Bir dönemin sonu: FARC-Santos “barış” anlaşması

K. Ali

 

Yarım asrı geride bırakan bir çatışma, asıl olarak da yoksul köylü hareketinin öncü gücü olarak ortaya çıkan Kolombiya Devrimci Silahlı Kuvvetleri (FARC) ile Kolombiya sermaye devleti arasındaki savaş‚ “barış” anlaşmasıyla sonuçlandı. Yapılan barış anlaşmasının çok düşük bir katılımın yaşandığı referandumla ve yine çok az bir farkla reddedilmiş olması, yapılan anlaşmanın ideolojik-politik anlam ve önemini değiştirmiyor. (Referanduma katılımın yüzde 37’de kaldığına ve bunun ülkede son 20 yıldır yapılan seçimlerdeki en düşük katılım anlamına geldiğine dikkat çekiliyor. Anlaşma 63 bin gibi çok az bir farkla reddedildi. Ülke nüfusunun 50 milyon civarında olduğu dikkate alınırsa bu durum daha iyi anlaşılır.)

Referanduma katılım ve sonuçlarına dair yeterince bilgi ile yarım asırlık çatışmaların tarihi medyada genişçe yer almış bulunuyor. Bu ayrıntılardan çok anlaşmanın sınıf mücadeleleri, devrimci strateji, örgüt ve politikalar bakımından taşıdığı önem bizleri ilgilendiriyor, ilgilendirmek zorundadır. (Burada yalnızca kapitalist tekellerin sponsorluğunda dağıtılan Nobel Barış Ödülü’nün bu yıl, Kolombiya Cumhurbaşkanı Juan Manuel Santos’a verildiğini ideolojik-politik öneminden dolayı bir kenara kaydetmiş olalım.)

“Yenişemedik, eşit koşullarda masaya oturduk”

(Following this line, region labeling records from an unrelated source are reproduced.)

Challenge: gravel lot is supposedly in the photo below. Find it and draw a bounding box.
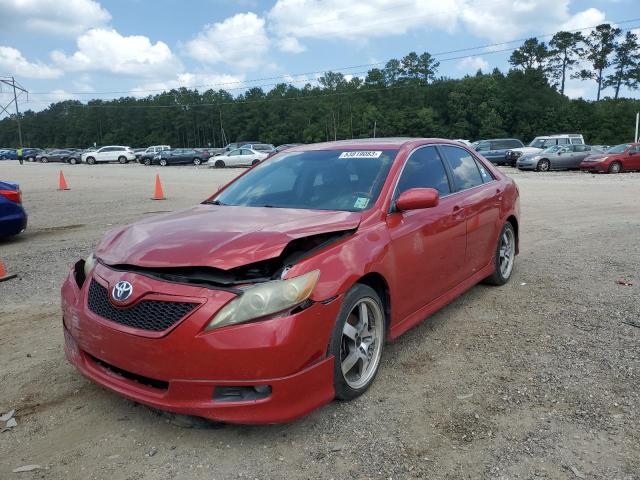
[0,161,640,480]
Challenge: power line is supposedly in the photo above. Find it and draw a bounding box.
[26,17,640,98]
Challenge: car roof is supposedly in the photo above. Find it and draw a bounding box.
[288,137,461,151]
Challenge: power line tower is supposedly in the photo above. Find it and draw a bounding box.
[0,77,29,148]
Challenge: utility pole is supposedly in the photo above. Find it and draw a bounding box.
[0,77,29,148]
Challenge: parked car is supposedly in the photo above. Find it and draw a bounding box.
[81,145,136,165]
[22,148,43,162]
[36,150,73,163]
[580,143,640,173]
[0,181,27,237]
[61,139,519,423]
[207,147,269,168]
[0,148,18,160]
[144,148,206,167]
[471,138,524,165]
[505,133,584,165]
[516,145,602,172]
[136,145,171,163]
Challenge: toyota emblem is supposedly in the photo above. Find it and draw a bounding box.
[111,280,133,302]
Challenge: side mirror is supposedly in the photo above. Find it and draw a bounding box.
[396,188,440,211]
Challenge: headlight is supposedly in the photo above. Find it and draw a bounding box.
[205,270,320,330]
[84,253,96,277]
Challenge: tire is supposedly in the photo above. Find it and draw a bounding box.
[329,283,386,400]
[607,162,622,173]
[536,158,551,172]
[485,222,516,286]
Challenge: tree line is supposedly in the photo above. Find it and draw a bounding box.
[0,24,640,147]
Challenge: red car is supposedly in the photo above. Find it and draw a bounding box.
[580,143,640,173]
[62,139,519,423]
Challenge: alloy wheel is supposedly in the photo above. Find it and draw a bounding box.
[498,228,516,278]
[340,297,384,390]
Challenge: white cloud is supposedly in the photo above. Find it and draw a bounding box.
[0,0,111,36]
[0,46,62,79]
[458,57,489,73]
[132,72,246,97]
[185,12,269,69]
[51,28,182,77]
[268,0,604,41]
[278,37,307,53]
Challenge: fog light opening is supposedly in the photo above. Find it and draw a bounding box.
[213,385,271,402]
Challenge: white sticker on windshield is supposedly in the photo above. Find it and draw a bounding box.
[338,150,382,158]
[353,197,369,210]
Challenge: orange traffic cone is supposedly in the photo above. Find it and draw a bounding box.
[0,260,17,282]
[58,170,71,190]
[151,174,166,200]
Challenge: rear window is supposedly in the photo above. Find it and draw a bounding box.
[441,145,488,190]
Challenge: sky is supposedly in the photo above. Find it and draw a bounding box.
[0,0,640,115]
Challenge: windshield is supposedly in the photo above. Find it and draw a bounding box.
[543,145,564,153]
[607,143,631,153]
[209,150,398,212]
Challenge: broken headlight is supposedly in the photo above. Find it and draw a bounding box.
[205,270,320,330]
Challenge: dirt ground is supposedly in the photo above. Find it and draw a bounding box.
[0,161,640,480]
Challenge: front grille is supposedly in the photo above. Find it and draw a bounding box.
[88,279,198,332]
[85,352,169,390]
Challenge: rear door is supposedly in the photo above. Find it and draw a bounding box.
[439,145,503,281]
[387,145,466,317]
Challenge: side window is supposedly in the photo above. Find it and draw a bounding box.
[396,146,451,197]
[442,145,484,190]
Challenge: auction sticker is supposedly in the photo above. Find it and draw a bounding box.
[338,150,382,158]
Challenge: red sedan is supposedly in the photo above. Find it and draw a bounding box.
[62,139,519,423]
[580,143,640,173]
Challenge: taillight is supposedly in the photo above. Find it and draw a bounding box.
[0,190,22,203]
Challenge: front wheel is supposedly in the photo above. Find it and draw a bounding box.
[608,162,622,173]
[486,222,516,285]
[537,158,551,172]
[329,284,385,400]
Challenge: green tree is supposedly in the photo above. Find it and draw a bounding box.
[509,38,549,71]
[603,32,640,99]
[549,32,584,95]
[573,23,622,100]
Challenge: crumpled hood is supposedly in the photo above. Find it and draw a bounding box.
[96,204,361,270]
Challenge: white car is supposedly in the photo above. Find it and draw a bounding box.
[207,147,269,168]
[81,145,136,165]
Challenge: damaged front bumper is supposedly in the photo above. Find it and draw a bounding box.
[62,264,341,423]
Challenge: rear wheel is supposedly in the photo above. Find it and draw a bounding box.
[329,284,385,400]
[536,158,551,172]
[486,222,516,285]
[609,162,622,173]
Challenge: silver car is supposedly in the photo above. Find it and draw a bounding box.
[516,145,601,172]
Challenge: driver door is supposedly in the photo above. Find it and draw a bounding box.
[387,145,466,317]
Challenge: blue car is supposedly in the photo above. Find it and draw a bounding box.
[0,181,27,238]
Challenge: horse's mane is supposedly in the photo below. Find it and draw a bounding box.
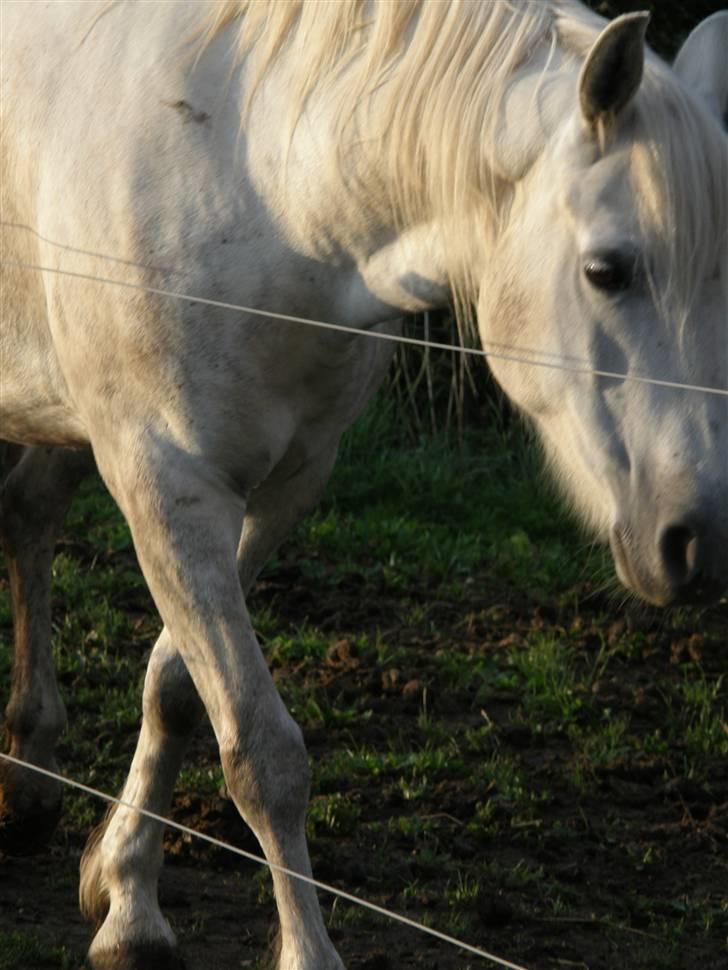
[204,0,728,328]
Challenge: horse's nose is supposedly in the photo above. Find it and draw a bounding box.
[609,521,726,606]
[657,522,703,594]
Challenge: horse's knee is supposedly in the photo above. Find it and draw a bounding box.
[220,704,311,836]
[143,634,203,737]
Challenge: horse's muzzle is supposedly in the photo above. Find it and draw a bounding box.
[609,522,726,606]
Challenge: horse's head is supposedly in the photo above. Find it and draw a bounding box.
[478,14,728,604]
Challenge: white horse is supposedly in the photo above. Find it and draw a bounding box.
[0,0,728,970]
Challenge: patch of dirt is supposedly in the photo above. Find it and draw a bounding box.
[0,568,728,970]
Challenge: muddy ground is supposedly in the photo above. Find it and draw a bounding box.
[0,570,728,970]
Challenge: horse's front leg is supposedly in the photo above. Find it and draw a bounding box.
[90,449,342,970]
[0,448,93,853]
[79,629,202,970]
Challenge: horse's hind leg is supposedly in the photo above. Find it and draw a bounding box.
[83,444,341,970]
[0,448,93,853]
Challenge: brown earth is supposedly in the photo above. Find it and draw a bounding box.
[0,571,728,970]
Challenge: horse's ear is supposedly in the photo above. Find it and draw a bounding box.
[673,10,728,121]
[579,11,650,126]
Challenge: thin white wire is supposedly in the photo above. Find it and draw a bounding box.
[0,752,527,970]
[5,260,728,397]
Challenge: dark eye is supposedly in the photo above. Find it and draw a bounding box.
[584,252,636,293]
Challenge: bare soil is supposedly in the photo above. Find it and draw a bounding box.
[0,572,728,970]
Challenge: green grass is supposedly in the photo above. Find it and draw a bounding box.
[0,403,728,970]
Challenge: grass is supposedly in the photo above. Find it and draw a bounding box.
[0,394,728,970]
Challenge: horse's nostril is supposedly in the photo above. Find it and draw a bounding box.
[658,525,700,586]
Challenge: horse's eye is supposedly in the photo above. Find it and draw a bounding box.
[584,253,635,293]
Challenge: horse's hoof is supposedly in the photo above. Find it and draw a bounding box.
[86,943,185,970]
[0,764,63,855]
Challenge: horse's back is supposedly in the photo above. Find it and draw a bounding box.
[0,2,242,444]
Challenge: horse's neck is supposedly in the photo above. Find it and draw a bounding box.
[240,23,575,311]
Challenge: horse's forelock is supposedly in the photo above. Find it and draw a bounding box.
[630,64,728,325]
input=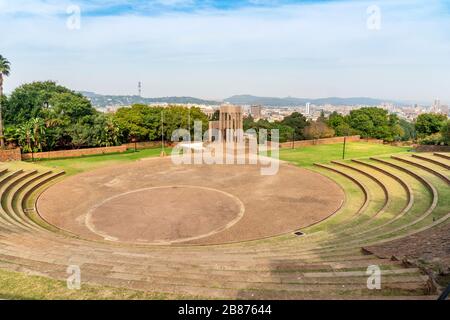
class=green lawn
[280,142,411,167]
[29,148,171,175]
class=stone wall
[22,145,127,160]
[0,148,22,162]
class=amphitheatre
[0,142,450,299]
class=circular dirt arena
[37,158,345,245]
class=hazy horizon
[0,0,450,105]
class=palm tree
[0,54,10,148]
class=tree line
[2,81,208,153]
[244,107,450,145]
[1,81,450,152]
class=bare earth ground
[38,158,345,244]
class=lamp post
[131,137,137,152]
[292,130,295,149]
[342,128,349,160]
[161,110,166,157]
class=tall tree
[0,54,10,148]
[281,112,308,140]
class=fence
[19,145,127,160]
[280,136,360,148]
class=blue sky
[0,0,450,103]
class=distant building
[209,104,244,142]
[250,106,262,120]
[431,99,441,113]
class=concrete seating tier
[0,154,450,299]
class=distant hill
[80,91,221,108]
[80,91,405,108]
[225,95,401,107]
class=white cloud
[0,0,450,100]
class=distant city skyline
[0,0,450,105]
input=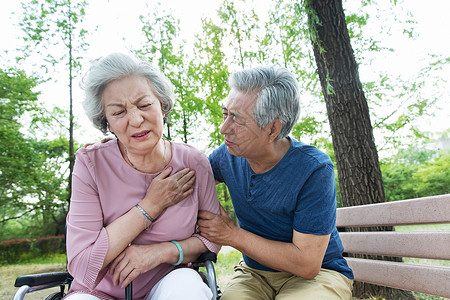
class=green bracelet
[170,241,184,266]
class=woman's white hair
[82,53,175,134]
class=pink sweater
[67,140,220,299]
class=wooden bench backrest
[336,194,450,298]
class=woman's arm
[102,167,195,268]
[67,153,194,288]
[109,237,208,288]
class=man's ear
[269,119,283,141]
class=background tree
[18,0,88,201]
[136,2,202,143]
[217,0,259,69]
[0,69,67,239]
[305,0,415,299]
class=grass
[0,238,450,300]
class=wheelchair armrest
[192,252,217,264]
[14,272,73,287]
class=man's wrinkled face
[220,89,268,159]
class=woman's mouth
[131,130,150,140]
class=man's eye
[113,110,125,116]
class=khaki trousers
[221,260,353,300]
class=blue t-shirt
[209,138,353,279]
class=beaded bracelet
[170,241,184,266]
[136,204,155,230]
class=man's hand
[197,206,239,247]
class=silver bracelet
[136,204,155,230]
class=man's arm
[198,207,330,279]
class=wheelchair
[13,252,222,300]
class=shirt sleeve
[294,163,336,235]
[67,149,108,289]
[208,144,226,182]
[193,153,221,254]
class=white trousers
[65,268,212,300]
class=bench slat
[336,194,450,227]
[346,258,450,298]
[339,231,450,260]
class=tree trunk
[305,0,415,299]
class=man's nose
[219,116,233,135]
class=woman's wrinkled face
[101,76,165,154]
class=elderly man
[198,67,353,300]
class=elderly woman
[66,54,220,300]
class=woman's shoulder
[171,142,206,157]
[76,139,117,157]
[171,142,209,169]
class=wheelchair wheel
[45,292,64,300]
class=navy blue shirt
[209,138,353,279]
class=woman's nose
[128,109,144,127]
[219,116,233,135]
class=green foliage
[17,0,87,74]
[0,69,67,240]
[217,0,260,68]
[381,142,450,201]
[135,2,203,143]
[193,19,230,148]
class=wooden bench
[336,194,450,298]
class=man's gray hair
[82,53,175,134]
[229,66,300,140]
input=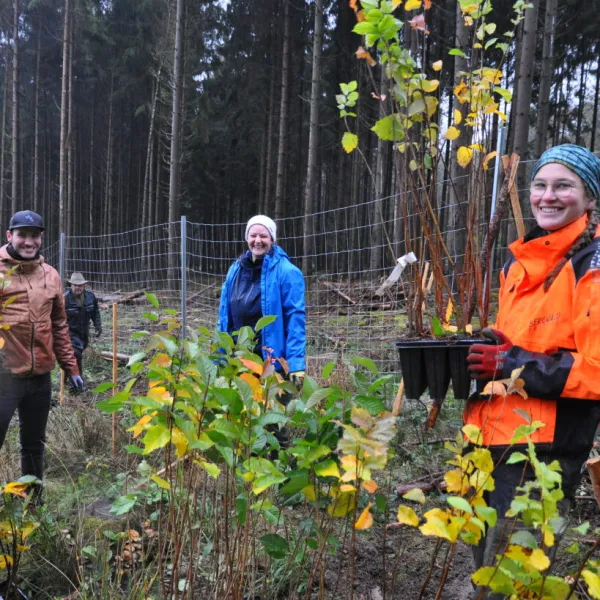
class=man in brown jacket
[0,210,83,497]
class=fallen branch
[100,350,130,361]
[319,280,356,304]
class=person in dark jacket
[217,215,306,387]
[464,144,600,598]
[65,273,102,380]
[0,210,83,499]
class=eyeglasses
[529,181,583,200]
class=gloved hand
[290,371,304,391]
[467,328,513,381]
[70,375,84,392]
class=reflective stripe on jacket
[0,246,79,377]
[217,245,306,372]
[464,216,600,464]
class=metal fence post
[181,217,187,339]
[58,231,67,285]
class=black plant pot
[396,338,493,400]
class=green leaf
[446,496,473,514]
[127,352,146,367]
[110,494,137,515]
[352,356,379,375]
[254,315,277,332]
[321,360,337,379]
[306,387,335,410]
[260,533,290,559]
[354,396,385,415]
[371,113,404,142]
[506,452,527,465]
[279,469,310,496]
[342,131,358,154]
[352,21,377,35]
[142,424,171,454]
[144,292,159,308]
[92,381,117,394]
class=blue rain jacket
[217,244,306,373]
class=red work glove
[467,328,513,381]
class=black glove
[70,375,85,392]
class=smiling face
[6,227,44,259]
[247,225,273,258]
[529,163,595,231]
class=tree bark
[302,0,323,275]
[275,0,291,219]
[535,0,558,158]
[11,0,21,213]
[58,0,71,232]
[514,0,539,183]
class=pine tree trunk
[33,11,42,213]
[535,0,558,157]
[275,0,291,219]
[590,49,600,152]
[11,0,21,213]
[58,0,71,232]
[513,0,539,183]
[302,0,323,275]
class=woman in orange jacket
[464,144,600,584]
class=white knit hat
[244,215,277,242]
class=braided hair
[544,208,600,292]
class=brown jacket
[0,246,79,377]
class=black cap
[8,210,44,231]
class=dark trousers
[0,373,52,480]
[471,462,571,600]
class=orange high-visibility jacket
[463,216,600,476]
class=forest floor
[0,336,600,600]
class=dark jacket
[217,245,306,372]
[0,246,79,377]
[65,290,102,350]
[464,216,600,492]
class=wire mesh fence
[50,159,540,372]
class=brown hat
[67,272,87,285]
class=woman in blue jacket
[217,215,306,387]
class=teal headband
[531,144,600,199]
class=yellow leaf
[2,481,29,497]
[398,506,419,527]
[171,427,188,458]
[581,569,600,599]
[300,485,317,502]
[354,502,373,529]
[421,79,440,94]
[360,480,378,494]
[150,475,171,490]
[456,146,473,168]
[0,554,14,569]
[402,488,425,504]
[127,411,156,438]
[462,424,483,446]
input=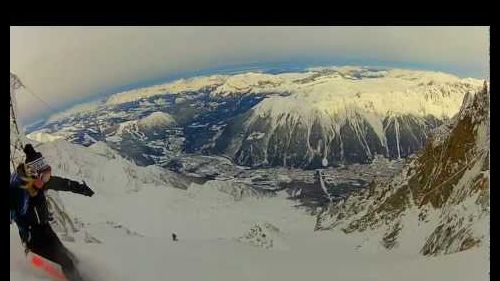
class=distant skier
[9,144,94,281]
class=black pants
[27,224,82,281]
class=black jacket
[9,169,94,242]
[26,176,89,225]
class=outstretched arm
[44,176,94,196]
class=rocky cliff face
[316,81,490,255]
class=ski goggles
[33,166,52,189]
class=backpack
[9,172,29,223]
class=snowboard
[26,252,68,281]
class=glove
[80,181,94,197]
[23,243,30,256]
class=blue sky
[10,26,489,123]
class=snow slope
[10,140,488,281]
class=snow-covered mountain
[108,67,481,168]
[10,140,488,281]
[32,67,482,169]
[316,81,490,255]
[213,68,481,168]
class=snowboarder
[9,144,94,281]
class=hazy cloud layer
[10,27,489,120]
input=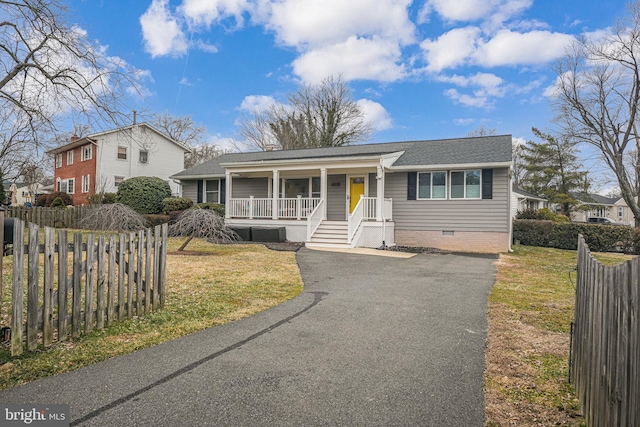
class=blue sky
[69,0,625,171]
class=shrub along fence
[513,219,640,254]
[571,236,640,427]
[4,206,90,228]
[0,220,168,356]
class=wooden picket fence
[5,206,90,228]
[0,220,168,356]
[571,236,640,427]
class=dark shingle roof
[173,135,511,178]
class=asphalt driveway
[0,249,494,427]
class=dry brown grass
[0,238,302,389]
[485,246,630,427]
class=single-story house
[511,185,549,218]
[171,135,512,252]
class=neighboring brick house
[49,123,190,205]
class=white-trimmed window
[451,169,482,199]
[82,175,91,193]
[56,178,76,194]
[209,179,220,203]
[418,171,447,199]
[82,144,93,162]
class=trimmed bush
[117,176,171,215]
[193,203,224,218]
[36,191,73,207]
[162,197,193,215]
[513,219,640,254]
[142,214,171,228]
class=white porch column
[320,168,327,220]
[224,171,232,219]
[376,166,384,221]
[271,169,280,219]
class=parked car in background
[587,216,626,225]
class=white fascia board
[220,155,381,173]
[389,162,512,171]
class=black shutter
[482,169,493,199]
[407,172,418,200]
[196,179,204,203]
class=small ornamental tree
[117,176,171,215]
[169,209,238,251]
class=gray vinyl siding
[327,175,347,221]
[385,168,510,232]
[369,173,378,197]
[181,180,198,203]
[231,178,271,199]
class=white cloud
[238,95,276,112]
[473,30,573,67]
[420,27,480,72]
[420,0,533,25]
[357,98,393,131]
[179,0,250,27]
[293,36,406,84]
[267,0,415,49]
[140,0,188,58]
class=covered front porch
[225,158,393,247]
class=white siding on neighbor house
[231,178,271,199]
[92,126,184,195]
[385,168,511,233]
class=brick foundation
[395,229,509,253]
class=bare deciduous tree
[553,1,640,227]
[169,209,238,251]
[238,76,373,150]
[0,0,140,176]
[80,203,146,231]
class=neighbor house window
[205,179,220,203]
[418,172,447,199]
[82,175,91,193]
[82,144,93,162]
[451,170,480,199]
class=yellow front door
[349,176,364,213]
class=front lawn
[0,238,302,389]
[485,246,632,426]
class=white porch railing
[307,199,325,241]
[226,197,322,219]
[278,197,321,219]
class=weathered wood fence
[571,236,640,427]
[0,220,168,356]
[5,206,90,228]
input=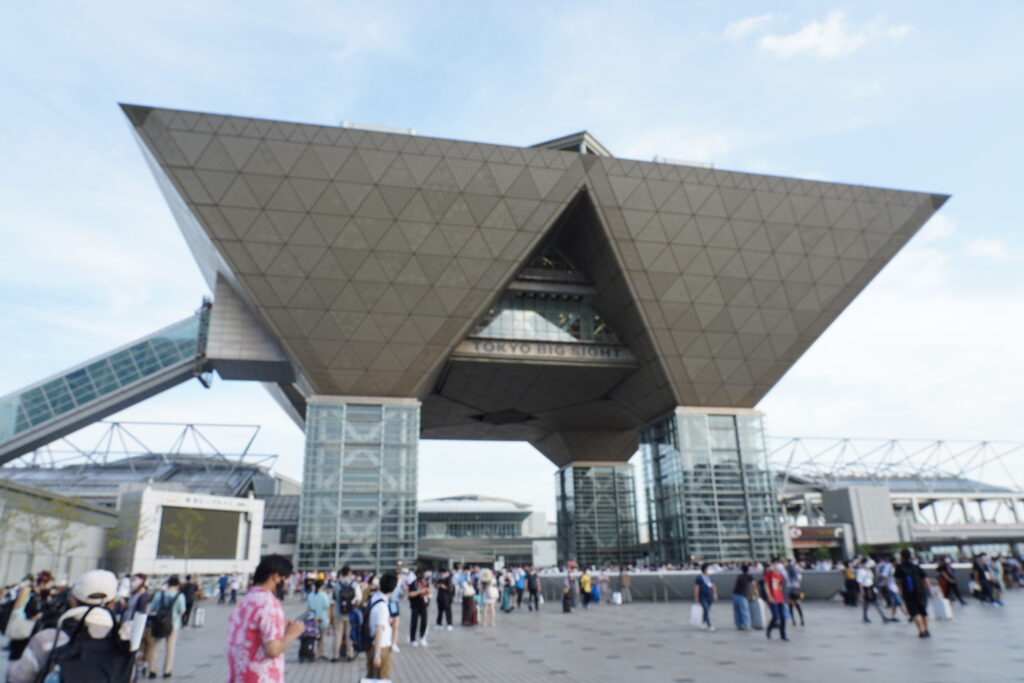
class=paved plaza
[4,593,1024,683]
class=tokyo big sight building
[0,105,947,568]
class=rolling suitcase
[928,595,953,622]
[751,598,771,630]
[299,636,316,661]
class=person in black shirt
[408,569,430,647]
[526,566,541,611]
[895,548,932,638]
[434,569,455,631]
[732,564,758,631]
[181,574,199,627]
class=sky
[0,0,1024,517]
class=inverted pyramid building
[124,105,946,566]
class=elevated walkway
[0,303,211,465]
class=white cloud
[758,236,1024,454]
[918,214,956,242]
[966,240,1013,261]
[615,126,735,163]
[758,9,910,59]
[722,14,774,40]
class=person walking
[230,574,242,605]
[618,567,633,605]
[480,569,498,627]
[7,571,41,661]
[732,564,758,631]
[785,558,804,626]
[843,560,859,607]
[526,566,541,611]
[306,579,331,659]
[935,555,967,605]
[460,577,478,626]
[387,562,410,654]
[693,562,718,631]
[895,548,932,638]
[498,571,515,613]
[121,573,153,678]
[409,569,430,647]
[181,574,199,627]
[597,569,611,605]
[331,564,362,661]
[764,558,790,641]
[146,577,185,678]
[580,567,594,609]
[227,555,305,683]
[434,569,455,631]
[857,557,890,624]
[367,573,398,680]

Devrim yapmak gibi büyük bir amaçla yola çıkanların yolunun “barış” anlaşmasıyla burjuva devletle buluşmaya doğru nasıl evrildiğini FARC temsilcisi Ricardo Téllez’in açıklaması yeterli açıklıkla ortaya koyuyor. Sözlerine “FARC her zaman barış istemiştir,” diye başlayan Tèllez, “1964 gibi uzak bir tarihteki başlangıç aşamasından bu yana ülke için en az sancılı geçecek bir barışı isteyen devrimciler olduğumuzu belirttik ve Kolombiya hükümeti sık sık şiddet yoluyla bunun önünü kesti” diye devam ediyor. Ardından da şunları ekliyor: “Şu an Havana’ya yine o barış arayışıyla geldik. … Bunun sebebi FARC’ın yenilmiş olması ya da zorluklar yaşamamız değil; aslında askeri aygıtımız güncellendi… Ve modern savaş yöntemlerine uyum sağladık… Ne gerillaların ne de hükümetin bir diğerinin iradesini yenemediği bir durumda doğru olanın, her iki tarafın masaya eşit koşullarda oturup bu anlaşmazlığa politik ve karşılıklı müzakere çerçevesinde bir çözüm arayışına girmektir.”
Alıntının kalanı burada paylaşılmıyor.